Discussion in 'Java' started by qqq111, Feb 19, 2006.

  1. qqq111

    qqq111 Guest

    Hi all,

    We have a C++ client which runs on Windows and that needs to transmit
    char* / wchar* strings to and from a Java server.

    The client should correctly handle both 'standard' languages & east
    languages (i.e. using wchar).

    Now, I'm sure there is a best practice for doing so , I just haven't
    found it yet :)

    My best bet would be always encoding the string in UTF-8 before
    it via the net, but I could be wrong.

    Your help will be highly appreciated.


    qqq111, Feb 19, 2006
    1. Advertisements

  2. qqq111

    Roedy Green Guest

    How about UTF-8 encoding? It handles all the 16 bit chars. It is
    reasonable efficient for American English using just 8-bit chars. It
    does not have an endian ambiguity.

    HTTP has heard of it and it tend to be an accepted encoding.

    You could use a 1 byte length byte giving either char or bytes
    insides Or you could use a Java-style big endian length field
    compatible with DataInputStream.readUTF

    Roedy Green, Feb 19, 2006
    1. Advertisements

  3. qqq111

    qqq111 Guest

    Hi Roedy,

    The only problem I have with UTF-8 is its poor supported in Windows.
    In fact, I did not manage to find Win C++ api that converts strings to

    My other thought was to use UTF-16/UCS-2 format, internally used by
    both Win (client) and Java (server), but as you have stated, there's
    the endian issue.

    BTW, your site is at a high position at my Java-best list :)

    qqq111, Feb 20, 2006
  4. qqq111

    Chris Uppal Guest

    The obvious options are:

    Use UTF-8.
    Advantages: Compact /if/ you send mostly ASCII text. Easily readable (for
    debugging) /if/ you send mostly ASCII text. No byte-order issues.
    Disadvantages: Consumes more bandwidth if you send mostly non-ASCII. Requires
    explicit en/de-coding on the Windows box (perfectly possible, but you have to
    write the code for it).

    Use: UTF16-LE
    Advantages: Compact in the cases where UTF-8 is not. Requires no special
    handling in the Windows code (since that's the native format for a wstring) and
    you always have to specify an encoding at the Java end so it makes no
    difference which encoding you use from the Java point-of-view.
    Disadvantages: Consumes more bandwidth if you send mostly ASCII text.
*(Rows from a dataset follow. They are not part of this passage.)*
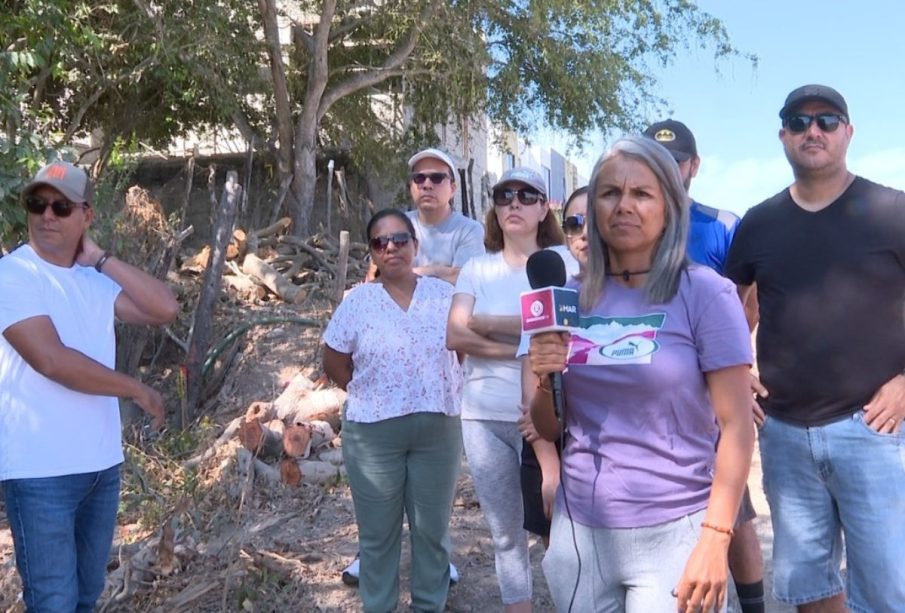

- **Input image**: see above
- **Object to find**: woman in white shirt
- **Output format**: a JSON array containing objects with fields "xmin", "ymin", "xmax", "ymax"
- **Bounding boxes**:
[
  {"xmin": 447, "ymin": 167, "xmax": 564, "ymax": 612},
  {"xmin": 323, "ymin": 208, "xmax": 463, "ymax": 613}
]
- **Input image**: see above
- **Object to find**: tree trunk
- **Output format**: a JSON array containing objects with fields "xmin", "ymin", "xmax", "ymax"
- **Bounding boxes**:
[{"xmin": 183, "ymin": 171, "xmax": 241, "ymax": 426}]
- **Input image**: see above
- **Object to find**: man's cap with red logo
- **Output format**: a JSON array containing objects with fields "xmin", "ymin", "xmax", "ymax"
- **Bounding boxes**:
[{"xmin": 22, "ymin": 161, "xmax": 94, "ymax": 205}]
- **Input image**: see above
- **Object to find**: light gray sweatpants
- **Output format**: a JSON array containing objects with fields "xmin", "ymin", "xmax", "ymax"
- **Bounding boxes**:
[{"xmin": 461, "ymin": 418, "xmax": 532, "ymax": 605}]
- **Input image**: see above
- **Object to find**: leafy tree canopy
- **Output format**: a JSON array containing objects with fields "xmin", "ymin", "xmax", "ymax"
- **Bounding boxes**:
[{"xmin": 1, "ymin": 0, "xmax": 753, "ymax": 243}]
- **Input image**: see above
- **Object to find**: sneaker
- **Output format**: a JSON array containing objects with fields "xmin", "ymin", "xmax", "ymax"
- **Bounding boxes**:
[
  {"xmin": 341, "ymin": 554, "xmax": 360, "ymax": 587},
  {"xmin": 341, "ymin": 554, "xmax": 459, "ymax": 588},
  {"xmin": 448, "ymin": 562, "xmax": 460, "ymax": 586}
]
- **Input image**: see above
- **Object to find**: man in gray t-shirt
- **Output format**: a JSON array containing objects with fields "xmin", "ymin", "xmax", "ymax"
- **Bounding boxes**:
[{"xmin": 405, "ymin": 148, "xmax": 484, "ymax": 284}]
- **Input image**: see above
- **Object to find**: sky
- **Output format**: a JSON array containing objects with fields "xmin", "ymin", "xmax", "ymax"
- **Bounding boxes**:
[{"xmin": 542, "ymin": 0, "xmax": 905, "ymax": 217}]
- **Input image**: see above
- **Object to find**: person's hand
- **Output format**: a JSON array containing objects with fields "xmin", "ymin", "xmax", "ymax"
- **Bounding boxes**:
[
  {"xmin": 528, "ymin": 332, "xmax": 569, "ymax": 380},
  {"xmin": 675, "ymin": 529, "xmax": 730, "ymax": 612},
  {"xmin": 132, "ymin": 383, "xmax": 165, "ymax": 430},
  {"xmin": 541, "ymin": 469, "xmax": 560, "ymax": 520},
  {"xmin": 749, "ymin": 373, "xmax": 768, "ymax": 426},
  {"xmin": 864, "ymin": 373, "xmax": 905, "ymax": 434},
  {"xmin": 75, "ymin": 234, "xmax": 105, "ymax": 268},
  {"xmin": 518, "ymin": 404, "xmax": 540, "ymax": 442}
]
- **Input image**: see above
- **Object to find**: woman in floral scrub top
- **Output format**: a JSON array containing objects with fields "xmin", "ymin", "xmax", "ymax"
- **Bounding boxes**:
[{"xmin": 323, "ymin": 208, "xmax": 463, "ymax": 613}]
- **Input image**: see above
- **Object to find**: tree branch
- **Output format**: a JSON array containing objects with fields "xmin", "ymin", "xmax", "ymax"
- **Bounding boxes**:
[
  {"xmin": 257, "ymin": 0, "xmax": 294, "ymax": 174},
  {"xmin": 317, "ymin": 0, "xmax": 443, "ymax": 121}
]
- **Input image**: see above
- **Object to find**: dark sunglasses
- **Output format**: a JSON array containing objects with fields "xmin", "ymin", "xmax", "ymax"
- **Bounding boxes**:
[
  {"xmin": 23, "ymin": 195, "xmax": 87, "ymax": 218},
  {"xmin": 783, "ymin": 113, "xmax": 847, "ymax": 134},
  {"xmin": 562, "ymin": 214, "xmax": 586, "ymax": 236},
  {"xmin": 369, "ymin": 232, "xmax": 413, "ymax": 252},
  {"xmin": 411, "ymin": 172, "xmax": 451, "ymax": 185},
  {"xmin": 492, "ymin": 188, "xmax": 543, "ymax": 207}
]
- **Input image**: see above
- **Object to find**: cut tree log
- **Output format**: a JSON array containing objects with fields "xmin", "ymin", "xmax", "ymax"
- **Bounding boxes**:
[
  {"xmin": 307, "ymin": 420, "xmax": 336, "ymax": 451},
  {"xmin": 280, "ymin": 459, "xmax": 340, "ymax": 486},
  {"xmin": 184, "ymin": 245, "xmax": 211, "ymax": 271},
  {"xmin": 245, "ymin": 401, "xmax": 275, "ymax": 423},
  {"xmin": 273, "ymin": 386, "xmax": 346, "ymax": 429},
  {"xmin": 242, "ymin": 253, "xmax": 306, "ymax": 304},
  {"xmin": 255, "ymin": 217, "xmax": 292, "ymax": 238},
  {"xmin": 223, "ymin": 275, "xmax": 266, "ymax": 300},
  {"xmin": 272, "ymin": 373, "xmax": 316, "ymax": 410},
  {"xmin": 316, "ymin": 447, "xmax": 344, "ymax": 466},
  {"xmin": 238, "ymin": 419, "xmax": 284, "ymax": 461},
  {"xmin": 282, "ymin": 422, "xmax": 311, "ymax": 458},
  {"xmin": 237, "ymin": 448, "xmax": 281, "ymax": 486}
]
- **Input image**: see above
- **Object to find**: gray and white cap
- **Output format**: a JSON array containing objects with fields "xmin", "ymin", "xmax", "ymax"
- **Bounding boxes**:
[{"xmin": 23, "ymin": 161, "xmax": 94, "ymax": 205}]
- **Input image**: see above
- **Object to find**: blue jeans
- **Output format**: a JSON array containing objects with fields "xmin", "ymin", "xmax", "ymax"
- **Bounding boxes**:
[
  {"xmin": 2, "ymin": 464, "xmax": 121, "ymax": 612},
  {"xmin": 759, "ymin": 412, "xmax": 905, "ymax": 612}
]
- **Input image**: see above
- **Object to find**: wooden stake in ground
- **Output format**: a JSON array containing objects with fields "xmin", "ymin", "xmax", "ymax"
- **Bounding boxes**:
[
  {"xmin": 183, "ymin": 171, "xmax": 241, "ymax": 427},
  {"xmin": 333, "ymin": 230, "xmax": 350, "ymax": 304}
]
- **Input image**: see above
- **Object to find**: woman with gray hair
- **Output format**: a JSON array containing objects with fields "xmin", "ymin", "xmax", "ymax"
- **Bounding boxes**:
[{"xmin": 528, "ymin": 136, "xmax": 754, "ymax": 613}]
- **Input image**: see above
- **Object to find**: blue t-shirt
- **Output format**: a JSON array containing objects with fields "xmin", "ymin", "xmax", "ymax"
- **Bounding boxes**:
[{"xmin": 687, "ymin": 201, "xmax": 740, "ymax": 275}]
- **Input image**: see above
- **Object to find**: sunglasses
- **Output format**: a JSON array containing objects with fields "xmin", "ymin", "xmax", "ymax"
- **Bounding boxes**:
[
  {"xmin": 562, "ymin": 214, "xmax": 586, "ymax": 236},
  {"xmin": 492, "ymin": 188, "xmax": 544, "ymax": 207},
  {"xmin": 23, "ymin": 195, "xmax": 87, "ymax": 218},
  {"xmin": 369, "ymin": 232, "xmax": 413, "ymax": 252},
  {"xmin": 783, "ymin": 113, "xmax": 847, "ymax": 134},
  {"xmin": 411, "ymin": 172, "xmax": 451, "ymax": 185}
]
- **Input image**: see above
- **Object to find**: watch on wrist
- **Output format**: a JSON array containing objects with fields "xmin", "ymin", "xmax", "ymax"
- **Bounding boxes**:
[{"xmin": 94, "ymin": 251, "xmax": 112, "ymax": 273}]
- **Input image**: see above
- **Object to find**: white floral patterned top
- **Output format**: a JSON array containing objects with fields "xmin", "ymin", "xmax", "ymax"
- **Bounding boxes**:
[{"xmin": 323, "ymin": 276, "xmax": 463, "ymax": 423}]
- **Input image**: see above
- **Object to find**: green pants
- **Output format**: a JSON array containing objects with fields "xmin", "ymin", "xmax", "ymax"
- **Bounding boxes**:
[{"xmin": 342, "ymin": 412, "xmax": 463, "ymax": 613}]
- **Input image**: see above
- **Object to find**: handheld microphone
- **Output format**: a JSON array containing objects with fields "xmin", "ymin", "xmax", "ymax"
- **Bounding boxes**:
[{"xmin": 522, "ymin": 250, "xmax": 578, "ymax": 418}]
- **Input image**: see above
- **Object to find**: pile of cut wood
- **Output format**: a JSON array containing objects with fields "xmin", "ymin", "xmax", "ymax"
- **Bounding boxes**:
[
  {"xmin": 186, "ymin": 373, "xmax": 348, "ymax": 487},
  {"xmin": 181, "ymin": 217, "xmax": 370, "ymax": 304}
]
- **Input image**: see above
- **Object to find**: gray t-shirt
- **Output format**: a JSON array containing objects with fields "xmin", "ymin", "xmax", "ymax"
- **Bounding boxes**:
[{"xmin": 406, "ymin": 209, "xmax": 485, "ymax": 268}]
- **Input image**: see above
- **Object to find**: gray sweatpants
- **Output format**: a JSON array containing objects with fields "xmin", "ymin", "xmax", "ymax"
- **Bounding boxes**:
[{"xmin": 461, "ymin": 419, "xmax": 532, "ymax": 605}]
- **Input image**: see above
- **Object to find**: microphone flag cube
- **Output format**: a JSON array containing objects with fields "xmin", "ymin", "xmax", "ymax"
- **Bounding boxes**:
[{"xmin": 520, "ymin": 286, "xmax": 579, "ymax": 334}]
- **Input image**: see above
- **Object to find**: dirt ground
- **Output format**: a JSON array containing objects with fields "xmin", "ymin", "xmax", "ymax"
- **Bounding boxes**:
[{"xmin": 0, "ymin": 301, "xmax": 789, "ymax": 612}]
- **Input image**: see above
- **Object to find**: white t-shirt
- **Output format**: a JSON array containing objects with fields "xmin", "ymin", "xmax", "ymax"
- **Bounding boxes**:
[
  {"xmin": 454, "ymin": 251, "xmax": 530, "ymax": 422},
  {"xmin": 0, "ymin": 245, "xmax": 123, "ymax": 480},
  {"xmin": 323, "ymin": 276, "xmax": 462, "ymax": 423}
]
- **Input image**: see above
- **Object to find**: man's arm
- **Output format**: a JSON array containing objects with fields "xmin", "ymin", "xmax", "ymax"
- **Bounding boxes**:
[
  {"xmin": 2, "ymin": 317, "xmax": 164, "ymax": 427},
  {"xmin": 77, "ymin": 235, "xmax": 178, "ymax": 326},
  {"xmin": 413, "ymin": 264, "xmax": 460, "ymax": 285}
]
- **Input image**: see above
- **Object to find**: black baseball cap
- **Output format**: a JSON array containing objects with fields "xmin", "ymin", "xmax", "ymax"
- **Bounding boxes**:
[
  {"xmin": 779, "ymin": 84, "xmax": 849, "ymax": 120},
  {"xmin": 643, "ymin": 120, "xmax": 697, "ymax": 162}
]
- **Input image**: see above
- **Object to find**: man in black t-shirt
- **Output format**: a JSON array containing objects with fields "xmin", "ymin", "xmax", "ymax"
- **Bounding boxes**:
[{"xmin": 726, "ymin": 85, "xmax": 905, "ymax": 612}]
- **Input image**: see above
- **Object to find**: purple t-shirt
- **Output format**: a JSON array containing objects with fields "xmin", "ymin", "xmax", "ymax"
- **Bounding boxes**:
[{"xmin": 560, "ymin": 265, "xmax": 752, "ymax": 528}]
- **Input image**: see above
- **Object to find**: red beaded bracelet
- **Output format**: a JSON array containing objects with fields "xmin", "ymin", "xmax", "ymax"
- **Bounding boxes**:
[{"xmin": 701, "ymin": 521, "xmax": 735, "ymax": 537}]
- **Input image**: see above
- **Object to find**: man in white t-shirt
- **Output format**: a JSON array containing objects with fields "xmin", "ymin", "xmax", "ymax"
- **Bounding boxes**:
[{"xmin": 0, "ymin": 161, "xmax": 178, "ymax": 611}]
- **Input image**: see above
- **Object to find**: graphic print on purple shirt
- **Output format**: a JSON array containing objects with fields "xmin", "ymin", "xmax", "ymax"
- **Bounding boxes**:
[
  {"xmin": 569, "ymin": 313, "xmax": 666, "ymax": 365},
  {"xmin": 558, "ymin": 267, "xmax": 752, "ymax": 529}
]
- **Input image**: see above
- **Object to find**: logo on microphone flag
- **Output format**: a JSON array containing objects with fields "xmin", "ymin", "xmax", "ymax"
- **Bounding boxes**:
[{"xmin": 520, "ymin": 287, "xmax": 579, "ymax": 333}]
    Without knowing your requirements, I'd can't guess which option would be best
    for you, but I don't think any other options make sense.

    Some other points to consider.

    If you choose UTF8 then don't use or the
    corresponding write method They doesn't do what the method names suggest.

    If you choose UTF16-LE then you should consider whether a BOM (byte order mark)
    is forbidden, tolerated, or required by your protocol. Alternatively you could
    mandate merely UTF16 (either byte order) and /require/ a BOM -- that would give
    you flexibility if you anticipate creating non Windows clients (which I doubt).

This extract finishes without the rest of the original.